A Vacation Packing List for Adventure Travel - Travel Babbo (2024)

Vacation Packing Lists – An Introduction

I don’t do a lot of destination-specific vacation packing lists, but I go on a lot of adventurous trips and I’ve found myself wishing that I had a single resource to start with regardless of the destination. So I’m creating that resource! This is based on recent trips to Switzerland and Uganda, an upcoming return trip to Antarctica that I’ve already started planning for, and previous trips to, well, pretty much everywhere – Patagonia, Greenland, Tanzania, Faroe Islands, the Galapagos and Nicaragua to name a few.

Of course no packing list is going to be all-inclusive. But here’s where you should start regardless of where you’re going. Hopefully there are at least a few things here that you wouldn’t have thought of packing, and that will come in handy.

Note: I’m including links to make it easier to purchase things. The vast majority of the links aren’t affiliate links. I’m not including anything here that I don’t always pack.
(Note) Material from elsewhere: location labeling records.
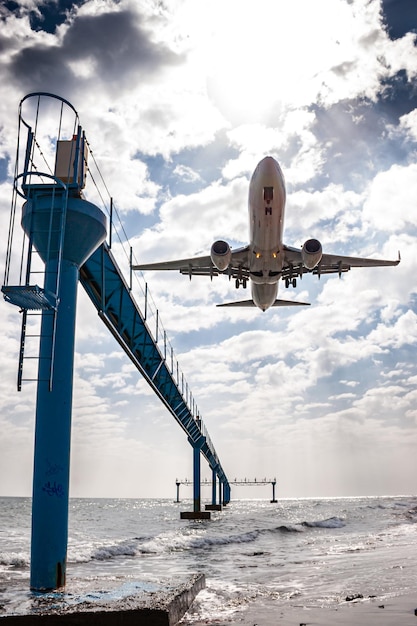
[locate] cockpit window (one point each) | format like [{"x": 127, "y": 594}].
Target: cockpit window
[{"x": 268, "y": 194}]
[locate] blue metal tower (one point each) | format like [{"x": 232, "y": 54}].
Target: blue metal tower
[
  {"x": 63, "y": 241},
  {"x": 62, "y": 230}
]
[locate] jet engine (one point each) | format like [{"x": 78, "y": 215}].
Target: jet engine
[
  {"x": 221, "y": 255},
  {"x": 311, "y": 253}
]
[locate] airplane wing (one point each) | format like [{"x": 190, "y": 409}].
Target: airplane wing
[
  {"x": 250, "y": 303},
  {"x": 203, "y": 265},
  {"x": 329, "y": 264}
]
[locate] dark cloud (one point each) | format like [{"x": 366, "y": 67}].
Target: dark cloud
[
  {"x": 400, "y": 17},
  {"x": 116, "y": 44}
]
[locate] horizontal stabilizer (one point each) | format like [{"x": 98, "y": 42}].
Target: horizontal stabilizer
[{"x": 251, "y": 303}]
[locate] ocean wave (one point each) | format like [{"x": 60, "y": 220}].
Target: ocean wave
[
  {"x": 290, "y": 528},
  {"x": 331, "y": 522},
  {"x": 175, "y": 541},
  {"x": 125, "y": 548},
  {"x": 14, "y": 559}
]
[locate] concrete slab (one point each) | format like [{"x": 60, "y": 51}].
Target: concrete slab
[{"x": 116, "y": 607}]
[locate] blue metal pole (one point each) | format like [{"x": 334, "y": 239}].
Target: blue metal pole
[
  {"x": 197, "y": 478},
  {"x": 53, "y": 435},
  {"x": 214, "y": 487}
]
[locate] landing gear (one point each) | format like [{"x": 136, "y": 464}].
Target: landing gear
[{"x": 291, "y": 281}]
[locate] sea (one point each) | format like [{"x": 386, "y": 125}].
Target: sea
[{"x": 298, "y": 552}]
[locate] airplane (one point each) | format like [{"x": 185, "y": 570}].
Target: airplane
[{"x": 266, "y": 260}]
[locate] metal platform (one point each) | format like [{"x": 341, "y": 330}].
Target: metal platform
[{"x": 29, "y": 297}]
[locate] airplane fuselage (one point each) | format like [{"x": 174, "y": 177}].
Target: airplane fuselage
[{"x": 266, "y": 217}]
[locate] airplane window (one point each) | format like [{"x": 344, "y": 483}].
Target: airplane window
[{"x": 268, "y": 194}]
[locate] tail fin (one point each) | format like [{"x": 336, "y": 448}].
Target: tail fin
[{"x": 250, "y": 303}]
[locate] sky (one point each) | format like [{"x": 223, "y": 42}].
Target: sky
[{"x": 180, "y": 100}]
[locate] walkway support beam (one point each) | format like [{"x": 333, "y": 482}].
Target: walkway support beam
[{"x": 196, "y": 513}]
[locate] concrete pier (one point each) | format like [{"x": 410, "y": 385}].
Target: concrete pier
[{"x": 164, "y": 607}]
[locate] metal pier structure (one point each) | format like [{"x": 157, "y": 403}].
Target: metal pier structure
[
  {"x": 63, "y": 241},
  {"x": 242, "y": 483}
]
REI is my favorite place to purchase outdoor gear and clothes, but I frequently buy things directly from brands’ websites as well.

A Backpack and a Daypack

I have a ridiculous number of backpacks. I have a large 80L pack from when I used to backpack around Europe (I don’t do that anymore). I have a 40L serious hiking backpack (from Gregory based on online reviews). I have a few Minaal travel packs. And I have several small daypacks. In Switzerland we had a two-day stretch where we were hiking and didn’t have access to our luggage, which was sent ahead. The 40L pack was perfect for toiletries and a lot of clothing layers, and the waist straps made the pack comfortable. But it was terrible as a carry-on compared to my Minaal – nothing was organized well, since there was only really one small pocket for charging cables, power banks, Kleenex, pens, car keys and everything else that I normally carry with me for travel days, and my laptop wasn’t very protected. It was nice only having one main pack with me, but it was a definite trade-off. Next time I’m in a similar situation I may try the Minaal (it has waist straps as well) as see if it works better overall.
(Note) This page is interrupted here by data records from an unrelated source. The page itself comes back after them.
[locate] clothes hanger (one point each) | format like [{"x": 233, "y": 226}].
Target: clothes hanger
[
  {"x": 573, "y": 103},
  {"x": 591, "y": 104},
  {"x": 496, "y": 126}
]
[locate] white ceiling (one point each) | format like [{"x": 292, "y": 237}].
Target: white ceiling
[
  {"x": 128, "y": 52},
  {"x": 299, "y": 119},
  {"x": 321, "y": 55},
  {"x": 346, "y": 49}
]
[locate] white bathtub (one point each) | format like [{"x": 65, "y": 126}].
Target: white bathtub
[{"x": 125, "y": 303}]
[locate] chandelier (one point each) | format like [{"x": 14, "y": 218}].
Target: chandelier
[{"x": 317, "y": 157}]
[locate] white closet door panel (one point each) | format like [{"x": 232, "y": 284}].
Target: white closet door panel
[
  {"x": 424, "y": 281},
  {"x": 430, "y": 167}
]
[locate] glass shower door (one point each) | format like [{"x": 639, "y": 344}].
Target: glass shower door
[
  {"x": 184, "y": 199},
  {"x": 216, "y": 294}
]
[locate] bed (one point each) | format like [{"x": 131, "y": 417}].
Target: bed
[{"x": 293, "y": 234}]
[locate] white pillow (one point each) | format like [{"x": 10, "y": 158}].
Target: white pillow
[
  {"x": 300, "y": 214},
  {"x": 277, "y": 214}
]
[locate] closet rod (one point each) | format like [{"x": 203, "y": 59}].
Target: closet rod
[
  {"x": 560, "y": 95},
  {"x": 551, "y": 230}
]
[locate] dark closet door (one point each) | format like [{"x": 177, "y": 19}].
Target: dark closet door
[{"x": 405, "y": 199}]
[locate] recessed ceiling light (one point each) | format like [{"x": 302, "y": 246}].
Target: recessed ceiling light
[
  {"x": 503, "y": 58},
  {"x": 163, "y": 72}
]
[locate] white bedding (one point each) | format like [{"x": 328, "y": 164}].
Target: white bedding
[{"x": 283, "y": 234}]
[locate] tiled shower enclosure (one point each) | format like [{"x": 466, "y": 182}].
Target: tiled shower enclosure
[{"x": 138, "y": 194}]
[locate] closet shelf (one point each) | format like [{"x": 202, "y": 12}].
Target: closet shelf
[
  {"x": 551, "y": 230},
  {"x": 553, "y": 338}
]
And I virtually always travel with a small day pack – good for running around cities and theme parks, cycling and day hikes. I always keep in there pain killers, Kleenex and bandages. My favorite was gifted to me at a travel conference years ago – a Kohla pack from Austrian Tourism. There are dozens of good day pack brands at REI. I’ve found an 18-23L pack is ideal.
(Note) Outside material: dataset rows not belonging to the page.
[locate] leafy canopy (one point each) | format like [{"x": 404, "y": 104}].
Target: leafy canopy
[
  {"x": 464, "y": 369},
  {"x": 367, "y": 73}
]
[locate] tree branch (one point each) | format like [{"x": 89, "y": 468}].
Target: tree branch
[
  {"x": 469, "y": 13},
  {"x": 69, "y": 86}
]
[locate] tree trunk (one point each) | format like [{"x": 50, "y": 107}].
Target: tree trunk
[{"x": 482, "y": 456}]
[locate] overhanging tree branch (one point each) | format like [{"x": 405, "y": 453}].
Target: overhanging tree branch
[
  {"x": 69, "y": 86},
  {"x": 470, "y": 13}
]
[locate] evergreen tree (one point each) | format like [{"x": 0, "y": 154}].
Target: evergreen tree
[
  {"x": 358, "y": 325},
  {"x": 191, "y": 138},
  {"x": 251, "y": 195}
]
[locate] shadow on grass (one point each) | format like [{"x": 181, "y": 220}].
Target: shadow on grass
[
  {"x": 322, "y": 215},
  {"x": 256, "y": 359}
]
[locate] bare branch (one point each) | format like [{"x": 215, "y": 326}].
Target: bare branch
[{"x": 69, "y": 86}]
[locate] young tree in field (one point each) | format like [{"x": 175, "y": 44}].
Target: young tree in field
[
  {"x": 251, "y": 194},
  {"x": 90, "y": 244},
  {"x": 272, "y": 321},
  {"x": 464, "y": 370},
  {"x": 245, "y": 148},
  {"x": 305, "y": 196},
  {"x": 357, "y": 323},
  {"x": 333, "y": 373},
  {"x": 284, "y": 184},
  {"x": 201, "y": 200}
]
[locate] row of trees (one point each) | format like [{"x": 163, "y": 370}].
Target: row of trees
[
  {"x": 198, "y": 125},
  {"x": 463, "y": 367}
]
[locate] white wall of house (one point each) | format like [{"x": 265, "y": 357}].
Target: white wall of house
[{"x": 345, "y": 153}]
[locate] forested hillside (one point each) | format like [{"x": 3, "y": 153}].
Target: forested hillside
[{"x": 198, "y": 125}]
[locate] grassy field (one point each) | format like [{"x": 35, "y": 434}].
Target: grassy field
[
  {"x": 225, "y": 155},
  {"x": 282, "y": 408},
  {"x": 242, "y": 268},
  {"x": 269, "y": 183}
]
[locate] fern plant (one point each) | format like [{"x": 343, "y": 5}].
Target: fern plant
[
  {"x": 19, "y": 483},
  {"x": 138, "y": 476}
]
I’ve really grown to appreciate good hiking boots and regularly travel with them. I bought a pair from Oboz for long hikes in Uganda and Switzerland and I loved them – lightweight with great support.

Walking Shoes

As much as I love my hiking boots, I don’t want to be stuck in those back at lodges or walking around cities, so as long as I have the space in my duffel I’ll always take normal walking shoes as well. I usually alternate between OluKai (comfortable and good-looking) and Hoka (super comfy for walking but generally unattractive) depending on the trip. And in Switzerland I wouldn’t have wanted to e-bike in hiking boots. My OluKais worked perfectly.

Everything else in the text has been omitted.